There’s Finally An Explanation For Parents On Why Your Teenager Ignores You
What kind of relationship did you have with your Mom when you were a teenager?
Are you the parent to a teenager now?
Do you always feel like you are at war with them?
First of all, you are not alone.
Let's just say my mom spent a majority of our time fighting like cats and dogs the second I turned 13.
She can attest to this by the way:
It won't fix the hormonal problem going on in your house but I do have a scientific explanation for it all.
The results of a new study were released via NJ.com and it explains everything.
Moral of the story: None of this is your teenager's fault.
If anything, struggling to get your teenager to listen to you is a sign of a healthy teenage brain.
Bonkers, I know.
Plus, if you have felt that things changed like the flip of a switch at the age of 13, that is because it was.
In the study conducted by the Stanford University School of Medicine, MRI scans were done on 46 tweens between 7 and 16 years old.
Their brain activity was recorded as they listened to different people's voices and various sounds.
According to NJ.com, "The study found that when kids turn 13, the sound of their mother’s voice becomes far less rewarding and intriguing than that of a stranger."
So when your teenager is quick to take advice from their friends or random influencers before you, it is because their brain is wired to do so.
“This shift is reflected in neural activity measured from reward processing regions in response to brief vocal samples,” the authors wrote. “When younger children hear their mother’s voice, reward processing regions show greater activity compared to when they hear nonfamilial, unfamiliar voices. Strikingly, older adolescents show the opposite effect.”
As obnoxious as it is, this shows a sign of a healthy teenager with a properly maturing brain.
It makes sense because at first, you rely on your parents for everything.

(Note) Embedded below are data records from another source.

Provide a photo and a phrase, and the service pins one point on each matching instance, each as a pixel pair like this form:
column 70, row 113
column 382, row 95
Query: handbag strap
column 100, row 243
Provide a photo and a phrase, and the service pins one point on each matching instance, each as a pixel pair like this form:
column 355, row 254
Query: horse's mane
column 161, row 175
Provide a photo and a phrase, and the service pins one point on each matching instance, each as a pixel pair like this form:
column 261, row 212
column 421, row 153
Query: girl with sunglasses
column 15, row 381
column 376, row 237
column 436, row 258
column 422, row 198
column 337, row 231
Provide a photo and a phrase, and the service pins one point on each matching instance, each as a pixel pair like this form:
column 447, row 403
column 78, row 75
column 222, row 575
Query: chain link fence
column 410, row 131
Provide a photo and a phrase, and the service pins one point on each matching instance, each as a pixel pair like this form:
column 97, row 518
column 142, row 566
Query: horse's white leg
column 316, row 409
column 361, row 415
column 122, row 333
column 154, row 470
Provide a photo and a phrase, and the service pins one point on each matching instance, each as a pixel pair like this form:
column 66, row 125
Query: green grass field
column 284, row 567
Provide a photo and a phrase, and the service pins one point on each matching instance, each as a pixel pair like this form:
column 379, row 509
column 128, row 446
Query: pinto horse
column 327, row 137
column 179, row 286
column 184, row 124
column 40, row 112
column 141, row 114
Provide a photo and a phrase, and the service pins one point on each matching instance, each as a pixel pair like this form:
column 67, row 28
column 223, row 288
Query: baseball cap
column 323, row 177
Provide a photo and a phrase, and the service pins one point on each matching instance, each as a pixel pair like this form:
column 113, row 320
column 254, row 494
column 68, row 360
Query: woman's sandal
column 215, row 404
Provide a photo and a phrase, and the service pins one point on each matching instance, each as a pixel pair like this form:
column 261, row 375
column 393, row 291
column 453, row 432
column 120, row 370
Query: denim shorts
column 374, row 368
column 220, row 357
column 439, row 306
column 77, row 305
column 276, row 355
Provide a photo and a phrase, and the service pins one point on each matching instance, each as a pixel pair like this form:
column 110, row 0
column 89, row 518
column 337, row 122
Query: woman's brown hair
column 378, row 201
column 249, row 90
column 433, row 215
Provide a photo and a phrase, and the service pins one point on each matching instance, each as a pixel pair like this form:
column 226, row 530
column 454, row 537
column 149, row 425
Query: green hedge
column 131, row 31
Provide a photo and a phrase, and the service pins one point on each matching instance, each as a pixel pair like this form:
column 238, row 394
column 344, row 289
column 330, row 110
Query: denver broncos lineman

It is almost like the human brain is telling teenagers it is time to grow up and rely on resources outside of their household, whether they are ready for it or not.
This study did not cover how teenagers, on average, react to their father's voice but I am beyond curious to see if the results are similar.
How could they not be?
So I guess the next time your teenager pulls a moody move and doesn't listen to what you have to say, just remember that it is because of science, not because of you.
But I promise you that no matter how upset your teenager is, there is one thing that is always guaranteed to cheer things up: food.
Go get a burger. Go get ice cream! Just get something and you'll thank me later.